"What the fuck am I doing?" I yelled to myself as I realized I'd gotten in to one of those, "well, it seemed a good idea at the time," heart-sinking moments. Only this time I didn't have a hangover.
It all started with a simple concept. Lee & I decided it'd be an adventure, and great fun, to haul freight all over the Lower 48 and Canada for the biggest trucking company in the nation.
We just had to learn to drive a truck.
Next thing I knew, I sat drenched in sweaty fear, in charge of an extremely large truck in dense Southern Californian traffic. I believe it's called a blast of reality.
Somehow or other, after a couple of days, my competence improved. Marginally.
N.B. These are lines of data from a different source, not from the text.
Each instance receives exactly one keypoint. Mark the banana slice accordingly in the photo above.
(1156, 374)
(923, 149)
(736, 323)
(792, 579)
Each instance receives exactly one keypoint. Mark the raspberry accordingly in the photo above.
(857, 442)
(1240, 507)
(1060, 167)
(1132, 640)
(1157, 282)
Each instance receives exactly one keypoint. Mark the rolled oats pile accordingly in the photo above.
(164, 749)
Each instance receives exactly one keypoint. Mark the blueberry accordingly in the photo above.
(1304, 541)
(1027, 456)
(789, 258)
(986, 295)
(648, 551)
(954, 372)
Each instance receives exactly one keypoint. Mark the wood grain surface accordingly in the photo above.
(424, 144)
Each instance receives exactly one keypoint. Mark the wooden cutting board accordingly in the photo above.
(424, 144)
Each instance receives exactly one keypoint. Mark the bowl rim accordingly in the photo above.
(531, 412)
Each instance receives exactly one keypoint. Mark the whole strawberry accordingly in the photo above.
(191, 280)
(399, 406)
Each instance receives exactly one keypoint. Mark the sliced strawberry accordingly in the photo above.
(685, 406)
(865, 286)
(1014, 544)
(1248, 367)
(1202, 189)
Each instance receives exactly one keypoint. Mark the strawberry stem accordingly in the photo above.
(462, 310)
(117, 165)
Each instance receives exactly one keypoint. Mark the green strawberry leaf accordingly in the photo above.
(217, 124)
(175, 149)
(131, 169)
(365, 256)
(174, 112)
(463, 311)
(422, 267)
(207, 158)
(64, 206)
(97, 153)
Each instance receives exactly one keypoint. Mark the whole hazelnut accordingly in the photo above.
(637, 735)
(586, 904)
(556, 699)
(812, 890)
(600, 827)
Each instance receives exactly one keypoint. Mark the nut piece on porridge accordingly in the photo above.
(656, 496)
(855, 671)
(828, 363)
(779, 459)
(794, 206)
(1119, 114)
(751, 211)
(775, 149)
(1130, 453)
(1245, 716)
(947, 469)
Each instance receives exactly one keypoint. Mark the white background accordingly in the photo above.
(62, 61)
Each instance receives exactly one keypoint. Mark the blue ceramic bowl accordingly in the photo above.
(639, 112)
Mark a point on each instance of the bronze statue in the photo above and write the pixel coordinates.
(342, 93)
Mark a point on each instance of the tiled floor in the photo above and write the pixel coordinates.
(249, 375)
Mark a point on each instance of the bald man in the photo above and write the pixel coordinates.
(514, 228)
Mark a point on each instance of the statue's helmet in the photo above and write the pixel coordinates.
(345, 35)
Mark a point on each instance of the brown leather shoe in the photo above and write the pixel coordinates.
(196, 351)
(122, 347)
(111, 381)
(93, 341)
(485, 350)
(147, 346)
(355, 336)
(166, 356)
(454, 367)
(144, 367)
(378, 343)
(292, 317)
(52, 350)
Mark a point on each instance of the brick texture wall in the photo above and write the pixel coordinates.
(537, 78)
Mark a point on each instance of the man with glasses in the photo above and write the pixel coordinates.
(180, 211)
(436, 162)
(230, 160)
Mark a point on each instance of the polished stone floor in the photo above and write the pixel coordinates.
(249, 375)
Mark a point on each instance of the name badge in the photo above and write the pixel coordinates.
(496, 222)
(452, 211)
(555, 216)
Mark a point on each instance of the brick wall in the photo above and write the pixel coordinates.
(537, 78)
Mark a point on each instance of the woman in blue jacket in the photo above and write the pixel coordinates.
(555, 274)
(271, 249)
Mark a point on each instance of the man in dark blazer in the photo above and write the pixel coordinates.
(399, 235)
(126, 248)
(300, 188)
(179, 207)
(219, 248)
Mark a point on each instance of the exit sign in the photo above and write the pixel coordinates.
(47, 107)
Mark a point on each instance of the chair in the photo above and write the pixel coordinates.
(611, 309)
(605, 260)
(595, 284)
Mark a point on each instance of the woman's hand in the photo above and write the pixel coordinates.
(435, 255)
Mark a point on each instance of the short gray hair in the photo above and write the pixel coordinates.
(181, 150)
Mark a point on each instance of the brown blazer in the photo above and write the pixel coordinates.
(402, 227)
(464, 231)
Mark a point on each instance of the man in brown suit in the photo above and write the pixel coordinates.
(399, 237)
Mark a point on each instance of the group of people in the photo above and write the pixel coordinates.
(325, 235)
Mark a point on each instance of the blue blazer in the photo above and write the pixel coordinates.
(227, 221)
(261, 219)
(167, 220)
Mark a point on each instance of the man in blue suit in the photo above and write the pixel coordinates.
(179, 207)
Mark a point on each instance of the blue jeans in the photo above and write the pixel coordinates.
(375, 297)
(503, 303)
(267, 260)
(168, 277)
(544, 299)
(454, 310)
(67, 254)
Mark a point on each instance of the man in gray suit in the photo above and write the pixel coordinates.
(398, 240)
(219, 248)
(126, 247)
One of my minor hitches proved to be getting the 450 hp truck up to a respectable speed. Ants overtook us as we watched the grass grown on the sidewalk. John McDonald, my long-suffering driving instructor nagged me constantly in his slow Alabama drawl, "Anne, you gotta go a little faster.:
Bravado took over and I pushed down on the throttle - straight in to the arms of a red light. Instinct took over and I slammed on the brakes. The cars around me were enveloped in thick smoke from my locked wheels. One joker lent out his widow coughing loudly in my direction.
"You shouldn'tta done that," was the laconic comment from McDonald as he got back in his seat. Come to think of it, he said that quite often.
"Yes, but rather effective, don't you think?" I snapped.
"If it'd been raining, you'd be jack-knifed," he shot back. "Yessirree."
McDonald thrived on having the last word.
He is also a brave man. I believe this because he took me through the excitment of the freeway tango. It goes like this.
I take the truck down on to the freeway, cruise up to 55 mph then race off the next exit and immediately tear back down on to the freeway. It's teaches you how to get with the traffic flow. I rather enjoyed the freeway driving. It was the street traffic that scared the wits out of me.
Lee and I were not alone. We'd joined 27 colourful characters at the truck driving school for 11 days of intensive instruction.
People from every walk of life sat in that room - like multilingual Lee with a master degree to independent Audra, a pizza delivery lady with lots of silver in her nose and ears. There was Bryce, well, Bryce is Bryce with his tattoos, rude T-shirts and a big, soft heart. And we all bonded without a hitch as we faced the prospect of driving a big rig.
Each day we re-enacted High Noon as the class stepped out into the dusty parking lot and faced the trucks lined up on the opposite side. You could almost hear the twanging guitar in the background. I drove truck 359 and hauled trailer 4585. Numbers indelibly etched on my brain.
We ground gears trying to double clutch our way through the 10 gears. The intricacies of air brakes and power divider started to make sense. Squashing orange cones became the norm while learning to back and wiggle in to docking spaces.
Heart failure was a common occurrence, for us and the anonymous driver of the car waiting at the light as we cut corners too tight. Backing, coupling and uncoupling trailers, pre-trip and post-trip inspections of the tractor and trailer became part of every day life.
During class time we did fun things like trip planning exercises. Less interesting is learning the endless federal rules and regulations.
Did we have fun?
We had to pass a test for graduating. How I passed I have no idea. Perhaps it was my explanation to the examiner on my way out to his truck.
"You need to understand something. I'm British and when I'm tense and under pressure I revert to my own language. If I tell you I'm checking the petrol with a torch, don't run away in blind panic. I actually mean checking fuel with a flashlight."
He probably decided on the easier route - pass this crazy lady and get as far away as possible from her.
We both passed and then had to head out on 3-weeks over the road training with a trainer before going for our commercial license.
But that, as they say, is a WHOLE 'nother story.